XREX pointed out that a lot of TRX used to pay gas fees first jumped from Binance to a decentralized "non-custodial wallet" and then transferred to the first wallet of "Creative Private House" TJxBDgd**RACakZ.

The report also compiled these transaction hashes. As long as law enforcement agencies obtain relevant real-name verification information through Binance, they can know who is providing the TRX handling fees required for "Creative Private House" to transfer funds. XREX believes that "these traders may be website managers, staff, video providers, operators, or people who purchase equipment, or they may be members' refunds." If you want to find out the results, the prosecutors need to conduct further investigation and analysis.

It is worth noting that the exchange is the only unit that has users’ real-name verification information, so it is very important to find the “custodial wallet” of the centralized exchange.
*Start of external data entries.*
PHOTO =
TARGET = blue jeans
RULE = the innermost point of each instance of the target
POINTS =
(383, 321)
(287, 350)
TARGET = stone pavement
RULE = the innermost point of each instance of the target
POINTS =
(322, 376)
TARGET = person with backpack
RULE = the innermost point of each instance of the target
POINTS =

Through real-name verification and other identifiable information, it can be compared with the “creative private room” The group behind it.

When tracking down the group behind "Creative Private House", it is very important to find the "custodial wallet" of the centralized exchange, because the exchange is the only institution that holds the user's real-name authentication information. By cross-checking the real-name verification information and other identifiable clues, there is a chance to uncover the true identity of the manipulator behind "Creative Private House".